When I originally wrote this essay in 2013, one the leaders of VeganUK was stalking my every move online. He watched everything I posted on my blog, on my public Facebook page, Twitter, etc. He was also screencapping any of this feminist behavior he found objectionable, emailing me with these images as “evidence.” He filled up my inbox with threats to sue me for voicing free speech over public content that I find problematic and sexist.
For any woman who has been a victim of violence at the hands of men who have stalked them (and there are many), it should be clear how behavior of this kind is both inappropriate and violent. And it is gendered. It is a classic technique wielded to threaten, frighten, and control women. Apparently, free speech, rational thought, and criticism are appropriate only when they do not target privileged white men. I say this because feminist rationalists are abused in similar ways as a matter of course. The rationality movement is systematically seeking to erase women’s skepticism.
Until it went defunct sometime in 2015, The Abolitionist was also hosting my work without my permission. I contacted four VeganUK administrators explicitly requesting that my work be removed, as I had no desire to be associated in any way with a group that promotes anti-feminist sentiment. All refused my request; insisting that my work was not mine to control. Although I had signed no copyright, they took my volunteered efforts to be the sole property of VeganUK.
For a group that claims to promote science, rationality, and integrity, I was quite shocked that academic dishonesty and blatant theft were actually being defended. I was informed, more than once, that it was up to them to decide what to do with my work. But, then, science has a long history of appropriating the ideas and discoveries of women for patriarchal legacies. This would become an important life lesson for me as a female scientist and academic.
When men can’t shut women up with language of authority, power, and knowledge (more “sophisticated” and legitimated means of controlling women), they simply revert to the tried and true method of harassing and threatening them. When that doesn’t work, they can rip the carpet out from under marginalized folks by stealing their contributions and rendering them invisible. Sadly, it works. Science has been effectively doing so for over 200 years.

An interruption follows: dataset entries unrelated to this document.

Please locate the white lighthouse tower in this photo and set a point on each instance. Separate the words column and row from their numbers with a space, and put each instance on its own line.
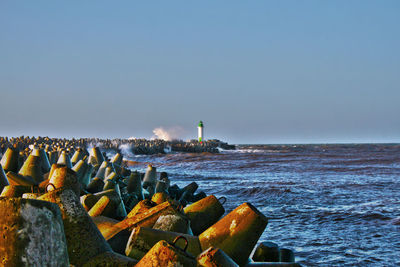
column 200, row 131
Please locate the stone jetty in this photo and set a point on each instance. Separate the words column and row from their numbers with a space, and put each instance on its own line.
column 64, row 203
column 135, row 146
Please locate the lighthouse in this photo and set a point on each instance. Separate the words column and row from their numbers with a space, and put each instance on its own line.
column 200, row 131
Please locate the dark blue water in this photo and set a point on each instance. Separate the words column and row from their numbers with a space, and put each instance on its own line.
column 333, row 204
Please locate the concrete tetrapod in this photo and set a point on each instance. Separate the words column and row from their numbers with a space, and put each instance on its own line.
column 160, row 197
column 142, row 239
column 96, row 185
column 78, row 155
column 204, row 213
column 95, row 157
column 117, row 242
column 18, row 179
column 44, row 160
column 3, row 179
column 85, row 242
column 135, row 185
column 32, row 233
column 15, row 190
column 103, row 207
column 145, row 219
column 63, row 177
column 178, row 223
column 237, row 233
column 215, row 257
column 115, row 197
column 9, row 161
column 165, row 254
column 150, row 179
column 83, row 171
column 141, row 207
column 32, row 167
column 64, row 159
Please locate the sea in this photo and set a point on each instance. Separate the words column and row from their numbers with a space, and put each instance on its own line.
column 333, row 205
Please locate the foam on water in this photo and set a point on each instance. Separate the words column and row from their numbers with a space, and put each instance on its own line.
column 332, row 204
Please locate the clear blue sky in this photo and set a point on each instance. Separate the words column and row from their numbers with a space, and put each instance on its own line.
column 253, row 71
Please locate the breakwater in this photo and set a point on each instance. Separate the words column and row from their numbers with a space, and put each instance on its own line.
column 135, row 146
column 87, row 209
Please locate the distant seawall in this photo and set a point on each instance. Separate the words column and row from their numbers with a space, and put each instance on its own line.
column 135, row 146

Privilege will always try to silence others to protect itself. But, as always, onwards and upwards. I’m still a scientist, I’m still an atheist, I still value rationality . . . I just keep a skeptical woman’s eye on it all from a safe distance. The vegan rationality community is a dangerous space for many critical thinking women, and it’s nothing I want to be a part of. My efforts here are shared in hopes of reaching readers who value social justice and critical thinking, and those women who might be comforted in knowing they are not alone in their experiences.